Just like every Game Store requires its own build: Steamworks SDK, even GOG: https://docs.gog.com/sdk/

Some games allow browsing files locally for savegames, music libray, ... . Imagine if you could do that on the cloud VM.


To add to this, almost every time a Denuvo game was “cracked” before the hypervisor methods it was because the dev accidentally published a demo with none of the Denuvo stuff. Happened to Lies of P a couple months after release.

> * Stadia SDK: developer.stadia.com (offline)

Stadia is completely shutdown and Archive.org has no captures of that subdomain so any content there is likely lost.


That makes a lot of sense, thanks for clarifying!

Secure boot is the first thing that gets disabled on any machine of mine.
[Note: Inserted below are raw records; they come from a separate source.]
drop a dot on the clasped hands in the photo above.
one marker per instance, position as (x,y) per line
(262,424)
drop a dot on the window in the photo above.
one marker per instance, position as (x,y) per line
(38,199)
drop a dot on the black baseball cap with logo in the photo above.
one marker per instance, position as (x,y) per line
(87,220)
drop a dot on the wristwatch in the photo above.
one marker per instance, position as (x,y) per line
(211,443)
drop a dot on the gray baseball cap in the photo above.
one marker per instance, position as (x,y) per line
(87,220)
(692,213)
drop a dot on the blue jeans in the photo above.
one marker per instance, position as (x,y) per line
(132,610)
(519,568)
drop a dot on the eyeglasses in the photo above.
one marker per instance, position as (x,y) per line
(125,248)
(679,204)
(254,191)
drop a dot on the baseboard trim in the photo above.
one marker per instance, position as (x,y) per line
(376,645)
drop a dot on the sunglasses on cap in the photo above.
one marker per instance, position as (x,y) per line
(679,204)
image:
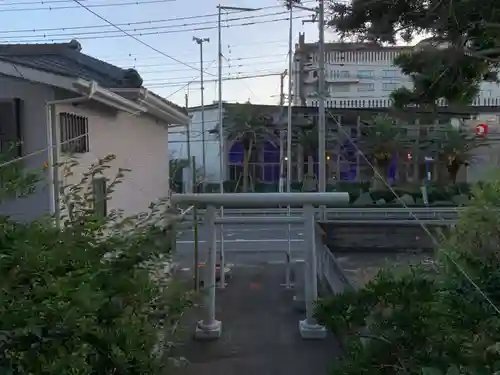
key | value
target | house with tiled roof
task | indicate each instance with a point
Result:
(57, 102)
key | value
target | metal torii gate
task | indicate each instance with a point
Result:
(209, 327)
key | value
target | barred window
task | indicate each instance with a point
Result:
(74, 133)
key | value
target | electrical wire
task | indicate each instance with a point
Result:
(136, 23)
(254, 74)
(161, 72)
(50, 8)
(236, 59)
(157, 30)
(130, 56)
(134, 29)
(134, 37)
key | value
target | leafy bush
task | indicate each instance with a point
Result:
(91, 297)
(439, 320)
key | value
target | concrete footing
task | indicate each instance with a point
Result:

Why is this a bad thing?

Essentially secure boot is supposed to validate that only properly signed drivers are loaded on system startup. That allows you to block malicious/cheat drivers from being loaded because a signed AV/anticheat driver was loaded before and now it can properly control drivers that are being loaded after it.

Without it you are risking that the malicious driver will be loaded first and then make itself invisible to the later drivers.

Of course there are ways to bypass this too, but it adds a whole other layer of complexity.

Tldr

Secure boot is there so drivers loaded at boot time can trust that nothing was tampered with before they were loaded.